Midterm Isaiah Bryanton #12

 Do you think philosophy can help people learn to respect truth, facts, reality, and one another, and to reject falsehood, superstition, selfishness, polarization, partisanship, and mutual hostility based on differences of race, religion, ethnicity, nationality, belief, etc.? If so, how? If not, why not?

During a break session Kurt Anderson, Nigel Warburton, Julian Baggini, and I sat down over some refreshments and discussed our views on philosophy and how it really just shaped us as people. 

Isaiah: Mr. Warburton do you think that with how society has progressed that we can reject our falsehoods, acts of selfishness, and mutual hostility?

Warburton: Yes, but only to an extent the basic human is born good but envy and greed were the result of living together in cities. When humans were living alone, they were strong and above all free. It wasn’t until civilization that it seemed to corrupt human beings.

“Left to our own devices, living in a forest, we wouldn’t cause many problems. But takes us out of this state of nature and puts us in cities and things start to go wrong. We become obsessed with trying to dominate other people, and with getting other people’s attention. This competitive approach to life has terrible psychological effects and the invention of money just makes it all far worse.” (LH106)

Isaiah: So do you feel like teaching philosophy would help society?

Warburton: Yes and that is the extent because philosophy thrives on debate. “This is people taking positions against each other and arguing, using logic and evidence.” (LH225)

Isaiah: Well in that case Mr. Baggini do you feel that we can use philosophy to respect each other’s differences to further evolve?

  Baggini: Well we can and we have if you look back on the past. “One of the greatest unexplained wonders of human history is that written philosophy first flowered entirely separately in different parts of the globe at more or less the same time.”(HWT116) “With assumptions about the nature of self, ethics, sources of knowledge, the goals of life, are deeply embedded in our cultures and frame our thinking without our being aware of them.”(HWT116) The result of the world will solely be based on mankind’s ability to understand how other think.

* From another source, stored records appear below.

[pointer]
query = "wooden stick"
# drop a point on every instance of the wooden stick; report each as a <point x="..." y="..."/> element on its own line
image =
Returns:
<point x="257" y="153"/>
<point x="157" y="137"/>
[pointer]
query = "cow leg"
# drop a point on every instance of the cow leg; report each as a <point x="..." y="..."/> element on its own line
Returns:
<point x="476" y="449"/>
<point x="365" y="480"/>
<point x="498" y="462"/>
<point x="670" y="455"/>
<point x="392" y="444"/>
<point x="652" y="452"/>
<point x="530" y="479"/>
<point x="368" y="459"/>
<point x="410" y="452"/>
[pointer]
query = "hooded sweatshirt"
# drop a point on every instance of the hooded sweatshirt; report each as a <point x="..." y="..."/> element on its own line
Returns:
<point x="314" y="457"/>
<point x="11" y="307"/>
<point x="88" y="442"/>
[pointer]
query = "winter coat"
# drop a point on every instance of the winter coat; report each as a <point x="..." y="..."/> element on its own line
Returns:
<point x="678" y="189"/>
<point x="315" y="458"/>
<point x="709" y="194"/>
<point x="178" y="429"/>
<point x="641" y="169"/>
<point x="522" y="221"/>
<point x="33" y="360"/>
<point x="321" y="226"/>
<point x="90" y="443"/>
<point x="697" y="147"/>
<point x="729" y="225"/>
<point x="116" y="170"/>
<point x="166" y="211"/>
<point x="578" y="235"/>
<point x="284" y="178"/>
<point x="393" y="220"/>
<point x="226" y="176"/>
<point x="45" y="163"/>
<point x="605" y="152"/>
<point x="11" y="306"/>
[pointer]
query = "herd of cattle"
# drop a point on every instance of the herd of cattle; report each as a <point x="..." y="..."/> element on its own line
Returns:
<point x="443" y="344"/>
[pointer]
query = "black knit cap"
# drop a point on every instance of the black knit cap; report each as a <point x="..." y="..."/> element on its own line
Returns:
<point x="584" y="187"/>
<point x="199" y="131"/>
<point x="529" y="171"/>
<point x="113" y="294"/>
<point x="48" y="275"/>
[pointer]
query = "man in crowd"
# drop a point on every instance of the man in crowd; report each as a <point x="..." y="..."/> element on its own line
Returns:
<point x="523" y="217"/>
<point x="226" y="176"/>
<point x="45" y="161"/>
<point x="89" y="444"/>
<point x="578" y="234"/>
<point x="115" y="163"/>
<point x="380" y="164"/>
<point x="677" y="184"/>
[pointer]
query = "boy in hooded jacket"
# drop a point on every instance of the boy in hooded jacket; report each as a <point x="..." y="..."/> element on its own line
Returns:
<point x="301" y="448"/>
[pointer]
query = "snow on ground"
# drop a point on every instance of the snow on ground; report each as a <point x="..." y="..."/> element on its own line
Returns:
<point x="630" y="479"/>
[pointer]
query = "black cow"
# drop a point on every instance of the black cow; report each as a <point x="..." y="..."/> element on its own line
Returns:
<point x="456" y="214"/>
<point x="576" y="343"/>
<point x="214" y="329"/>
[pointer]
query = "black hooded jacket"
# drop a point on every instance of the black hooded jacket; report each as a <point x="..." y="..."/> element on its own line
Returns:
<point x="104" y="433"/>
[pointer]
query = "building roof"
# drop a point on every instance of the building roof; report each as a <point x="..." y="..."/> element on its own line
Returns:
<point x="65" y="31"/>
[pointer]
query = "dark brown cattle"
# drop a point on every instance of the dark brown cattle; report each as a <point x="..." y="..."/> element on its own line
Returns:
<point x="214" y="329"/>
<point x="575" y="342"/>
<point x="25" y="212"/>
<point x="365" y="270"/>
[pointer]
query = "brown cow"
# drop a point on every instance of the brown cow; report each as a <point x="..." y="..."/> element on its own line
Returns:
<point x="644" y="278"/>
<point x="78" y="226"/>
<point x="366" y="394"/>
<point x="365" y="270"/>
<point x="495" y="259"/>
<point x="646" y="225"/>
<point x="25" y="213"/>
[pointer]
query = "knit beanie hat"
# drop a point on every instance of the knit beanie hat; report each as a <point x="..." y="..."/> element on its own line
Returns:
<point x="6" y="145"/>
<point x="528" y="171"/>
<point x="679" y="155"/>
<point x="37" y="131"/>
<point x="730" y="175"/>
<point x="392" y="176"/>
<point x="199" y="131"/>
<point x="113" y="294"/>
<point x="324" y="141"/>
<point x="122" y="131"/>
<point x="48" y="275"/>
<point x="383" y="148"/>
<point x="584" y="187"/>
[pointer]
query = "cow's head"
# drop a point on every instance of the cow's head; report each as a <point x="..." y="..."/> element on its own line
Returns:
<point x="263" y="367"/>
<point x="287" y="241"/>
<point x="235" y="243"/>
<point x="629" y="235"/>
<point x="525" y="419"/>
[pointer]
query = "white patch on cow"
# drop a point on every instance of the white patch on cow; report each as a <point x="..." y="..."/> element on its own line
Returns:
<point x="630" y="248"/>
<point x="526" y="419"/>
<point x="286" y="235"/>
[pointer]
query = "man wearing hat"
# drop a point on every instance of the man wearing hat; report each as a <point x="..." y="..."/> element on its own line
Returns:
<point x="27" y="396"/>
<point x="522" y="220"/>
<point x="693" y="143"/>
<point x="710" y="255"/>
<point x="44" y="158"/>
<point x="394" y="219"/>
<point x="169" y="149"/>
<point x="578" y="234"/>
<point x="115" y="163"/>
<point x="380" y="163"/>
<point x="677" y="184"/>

Isaiah: Have you in any way learned from people with different views than you?

Baggini: Yes, actually when I attended a Philosophical conference in India in which “there was a strong current of animosity towards western culture and philosophy, directed at both its manifest failings and its condescending sense of superiority to Indian culture, something I fear my sceptical comments might suggest I am guilty of,” (HWT31). It was also interesting to learn from Sarvepalli Radhakrishnan when he said “The worlds of reason and religion do not turn in different orbits,” and “Indian thought is firm in its conviction that religious propositions should be grounded in reason.”(HWT738)  I learned that the way we think is different but it still deserves the same amount of respect. 

Isaiah: Okay that’s actually really cool I never knew that India really was that strict with their faith and way of life. Well Mr. Anderson you’ve been awfully quiet how do you feel about everything?  

Anderson: Honestly I feel as though it’s at the heart of our community. Like I said in my book “Individual freedom of thought in early America was specifically about the freedom to believe whatever supernaturalism you wished. Four centuries later that has been a freedom, revived and unfettered and run amok, driving America’s transformation.”(FL747) But Isaiah since you're so    nosey on our theories answer William James's vital question for us all: “What is this world going to be? What is life eventually to make of itself?”

Isaiah: Definitely I can see that. I think if we don’t see change eventually we are just going to get worse. Everyone wants a purpose and the greed that comes with that makes some people lose focus of their morals leading to people fake caring ending in a cycle of social disparities. If we can’t come together and unify we will be our own destruction. 






1 comment:

  1. "Everyone wants a purpose and the greed that comes with that"... I'm missing the connection here, between wanting a purpose and being greedy.

    "If we can’t come together and unify we will be our own destruction" - For sure.

    Interesting conversation, but Kurt Andersen would definitely not be "awfully quiet".